Anders als beim verfallenen Park erachtete der Landschaftsgestalter die Rekonstruktion der ehemaligen Auenlandschaft weder als unzeitgemäss noch als «ästhetisches Frömmeln». Das Studium alter Karten, archäologische Auswertung von Luftbildaufnahmen, Pollenanalysen in Humusproben und Grabungen vor Ort lieferten Basisinformationen über eine Zeit, in der die Erft noch weitgehend unbeeinflusst von menschlichem Wirken die Auenlandschaft prägte.

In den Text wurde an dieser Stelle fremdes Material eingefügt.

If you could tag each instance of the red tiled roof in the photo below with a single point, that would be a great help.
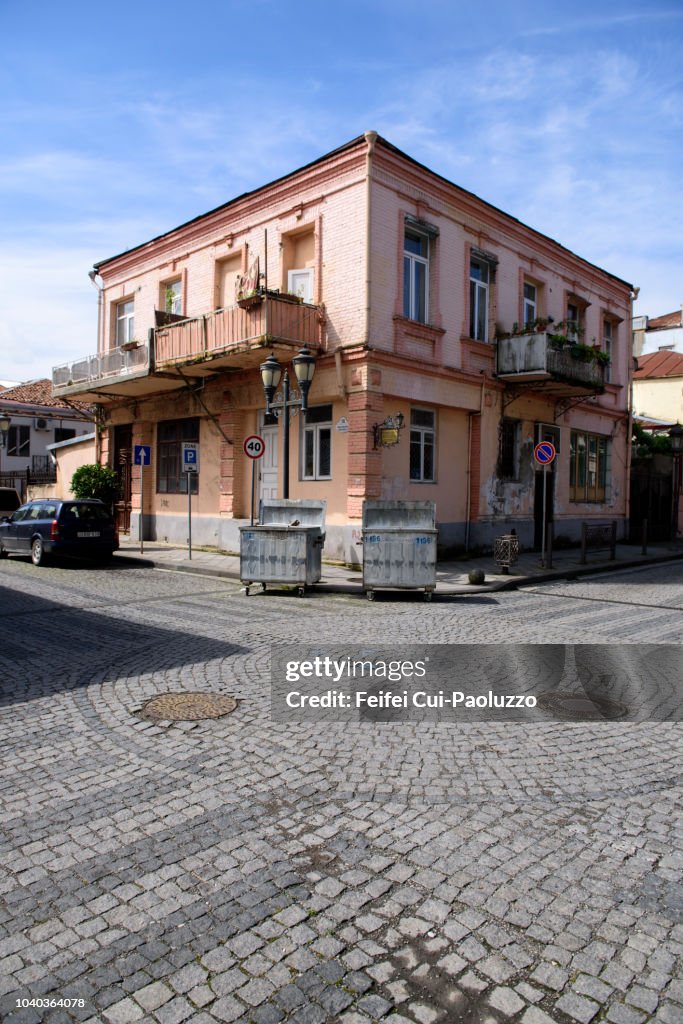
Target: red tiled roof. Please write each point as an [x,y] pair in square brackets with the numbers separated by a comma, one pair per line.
[39,392]
[665,364]
[668,321]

Als Vorbild für die Rekonstruktion der Landschaft diente eine Karte von 1807, als vorindustrielle bäuerliche Mischstrukturen eine scheinbar bukolische, vielfältige Landschaft formten. Folglich wurden die Altwasserarme der Erft wieder freigelegt, der Wasserspiegel zur Vernässung des Areals wieder angehoben, Teiche und neue Inseln angelegt. Um das landschaftsästhetische Idealbild perfekt abzurunden, pflanzte man neben typischen Auengehölzen wie Schwarzpappeln und Erlen auch zahlreiche 30- bis 40-jährige Kopfweiden, Zeugen traditioneller Kulturtechnik und früher landschaftsbestimmende Baumgestalten, wie man sie aus vielen romantischen Landschaftsgemälden kennt.

Glücklicherweise entschlossen sich die Initiatoren des Kunstprojekts nicht dazu, das arkadische Landschaftsbild analog zum landschaftsgestalterischen Ansatz mit traditionell bäuerlicher Architektur des frühen 19. Jahrhunderts zu vervollkommnen; sonst wäre Hombroich womöglich unter Stadtflüchtigen als illusionistisches Bauernhaus- oder Kulturlandschaftsmuseum bekannt geworden, nicht aber als Kunstlandschaftsprojekt.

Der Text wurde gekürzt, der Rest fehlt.